The will should be house to partner for life, savings to kids. Then on her death OP can leave to kids free of tax as will have her own nil rate band of £325k and also the residence element.

This completely protects the kids and anything else is ill advised due to likelihood of litigation. In these circumstances the court would likely make a substantial award to house the OP for life.

Of course if the kids are adults and take after their mum, they can re-write the will to this effect and save a bit of tax as well as housing their poor mum.

MitchellMummy · 03/11/2024 11:05

Hopefully the FA would be able to advise you. I'd agree about saving aggressively so that you can be independent financially. I wish you luck, awful situation to find yourself in.
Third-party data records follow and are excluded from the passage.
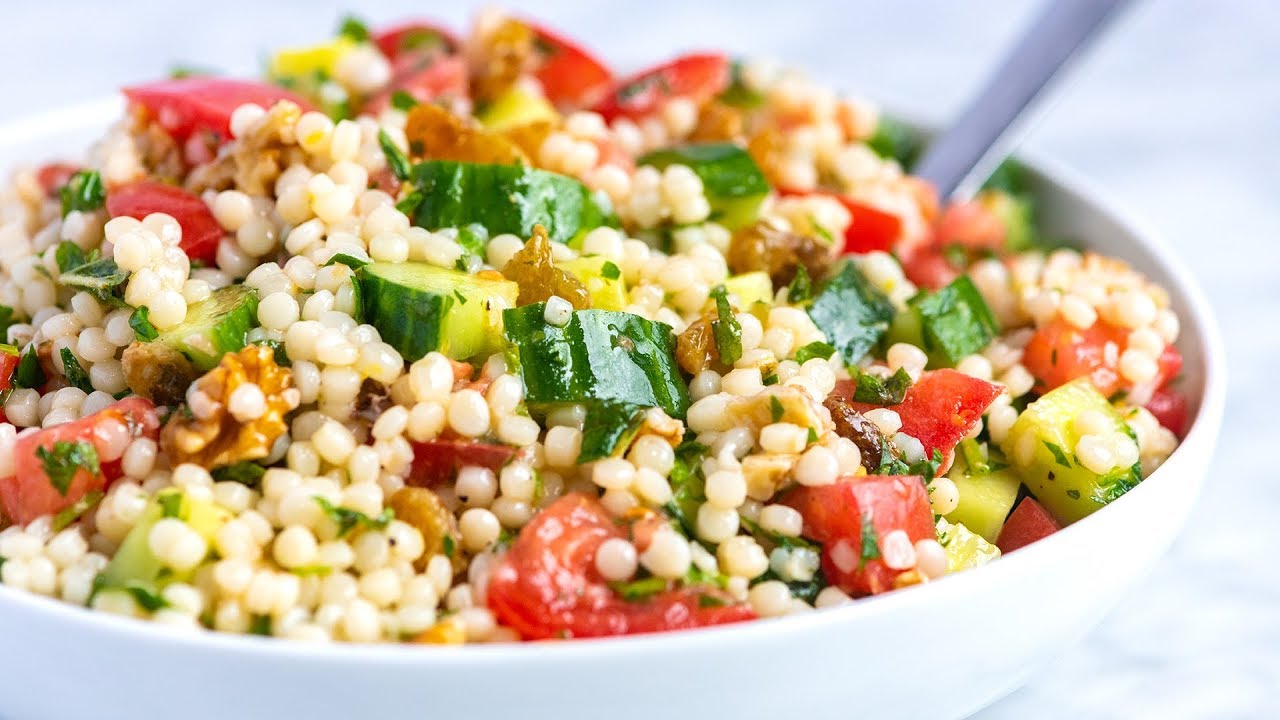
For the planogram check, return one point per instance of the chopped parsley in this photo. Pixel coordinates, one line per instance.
(141, 323)
(69, 515)
(876, 391)
(1059, 455)
(245, 473)
(726, 328)
(776, 409)
(83, 192)
(30, 373)
(64, 460)
(818, 349)
(396, 160)
(348, 519)
(73, 370)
BlueMoanday · 03/11/2024 11:05

TheaBrandt · 03/11/2024 10:43

It’s chilling actually. He would be quite comfortable leaving you living out of a shopping trolley in your old age while your kids take nearly a million pound estate after all you have done for the family unit.

This!!!
@YourRealBiscuit you have contributed all these years and only mysogenists would disagree.
You gave birth to and raised two children during ALL THIS TIME your childcare and everything else you did was FREE.
If you cost up:
childcare for all those years
Your LOSS of income
Your LOSS of NI and pension contributions
Your career deprication
Etc .... ALL THIS has been your contribution to the household.
Seriously. You have NOT been living "rent free" you have been an active partner. To say otherwise is financial abuse and gaslighting.
This is why women get married before having children as the marital finances are split and the woman's contribution recognised legally.
@YourRealBiscuit I am so so sorry your partner doesn't see any of this.